Voice AI Knowledge Base Creation Best Practices

Follow me on LinkedIn - AI, GA4, BigQuery

In this guide, I show you what content to include in the knowledge base (KB) versus the global and state-specific prompts when building multi-prompt voice AI agents.

The core objective is to make the voice agent cost-efficient (by enforcing token and latency budgets) without sacrificing its performance.

# Treat the global prompt as the “company playbook,” state prompts as “local playbooks,” and the knowledge base (KB) as the “filing cabinet.”

The global playbook holds rules and behaviours that apply to the agent in every state, state playbooks hold jurisdiction‑specific rules and language, and the filing cabinet stores long‑form reference documents and details agent look up when needed.

# Avoid using the knowledge base for Voice AI Agents, as it can considerably increase latency.

For real-time voice agents, retrieving from a knowledge base adds an extra step (query + embedding lookup + re-ranking) before the model can respond, which measurably increases latency, often enough for callers to notice.
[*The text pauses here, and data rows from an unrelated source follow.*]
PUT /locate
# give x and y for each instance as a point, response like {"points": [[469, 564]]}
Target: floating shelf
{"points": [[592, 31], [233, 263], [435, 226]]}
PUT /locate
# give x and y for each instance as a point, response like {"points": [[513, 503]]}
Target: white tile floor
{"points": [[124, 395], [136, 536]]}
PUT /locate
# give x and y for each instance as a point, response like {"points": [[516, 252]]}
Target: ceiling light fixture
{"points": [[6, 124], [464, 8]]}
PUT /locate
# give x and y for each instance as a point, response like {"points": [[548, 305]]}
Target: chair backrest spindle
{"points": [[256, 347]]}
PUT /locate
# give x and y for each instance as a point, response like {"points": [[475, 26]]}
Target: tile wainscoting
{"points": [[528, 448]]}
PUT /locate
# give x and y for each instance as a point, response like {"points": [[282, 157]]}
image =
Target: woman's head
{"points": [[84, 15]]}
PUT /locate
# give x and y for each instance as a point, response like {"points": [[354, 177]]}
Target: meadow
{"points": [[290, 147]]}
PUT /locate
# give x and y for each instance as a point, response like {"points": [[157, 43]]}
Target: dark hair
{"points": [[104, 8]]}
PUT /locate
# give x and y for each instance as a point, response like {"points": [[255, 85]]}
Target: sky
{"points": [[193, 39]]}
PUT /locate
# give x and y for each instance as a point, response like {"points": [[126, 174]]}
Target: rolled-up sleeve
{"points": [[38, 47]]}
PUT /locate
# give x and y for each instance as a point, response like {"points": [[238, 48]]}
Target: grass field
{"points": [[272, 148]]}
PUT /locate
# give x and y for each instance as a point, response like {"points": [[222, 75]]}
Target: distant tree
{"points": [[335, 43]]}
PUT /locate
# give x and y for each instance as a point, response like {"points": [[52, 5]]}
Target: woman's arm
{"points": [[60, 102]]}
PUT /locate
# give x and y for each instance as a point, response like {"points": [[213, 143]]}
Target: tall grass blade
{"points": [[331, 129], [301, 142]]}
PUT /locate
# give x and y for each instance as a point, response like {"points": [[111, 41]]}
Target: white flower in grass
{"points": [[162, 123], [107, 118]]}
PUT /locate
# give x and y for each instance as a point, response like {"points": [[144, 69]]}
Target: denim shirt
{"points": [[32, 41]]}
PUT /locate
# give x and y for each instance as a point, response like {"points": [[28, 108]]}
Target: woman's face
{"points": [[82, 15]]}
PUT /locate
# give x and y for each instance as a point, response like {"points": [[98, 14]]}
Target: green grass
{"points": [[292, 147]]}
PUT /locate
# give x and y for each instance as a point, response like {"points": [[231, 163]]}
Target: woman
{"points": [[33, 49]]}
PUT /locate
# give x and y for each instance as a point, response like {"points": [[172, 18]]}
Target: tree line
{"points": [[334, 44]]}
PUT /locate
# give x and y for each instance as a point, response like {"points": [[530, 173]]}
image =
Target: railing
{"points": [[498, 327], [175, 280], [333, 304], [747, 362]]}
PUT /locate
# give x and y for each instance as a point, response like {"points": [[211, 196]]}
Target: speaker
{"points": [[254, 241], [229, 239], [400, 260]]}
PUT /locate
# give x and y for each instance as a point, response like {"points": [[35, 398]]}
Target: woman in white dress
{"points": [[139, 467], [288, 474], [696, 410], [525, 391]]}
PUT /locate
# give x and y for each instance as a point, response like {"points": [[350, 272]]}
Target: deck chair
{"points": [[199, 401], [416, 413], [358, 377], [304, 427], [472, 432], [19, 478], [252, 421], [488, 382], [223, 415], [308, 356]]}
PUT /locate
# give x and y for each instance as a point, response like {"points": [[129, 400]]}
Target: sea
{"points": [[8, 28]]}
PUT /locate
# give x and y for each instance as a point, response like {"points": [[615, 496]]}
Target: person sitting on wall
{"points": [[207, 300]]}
One of the best practices for designing voice agents is to avoid using a knowledge base unless you truly need it.

Here is what I meant.

Before adding the KB to the voice agent: 1031-1351 tokens and ~1300 ms latency.

After adding the KB to the voice agent: 1231-2851 tokens and ~1425 ms latency.

Adding the knowledge base considerably increases both the token usage and latency of your voice agent.

Another problem is the RAG your agent uses. If the retrieval is not accurate, your voice agent will answer incorrectly.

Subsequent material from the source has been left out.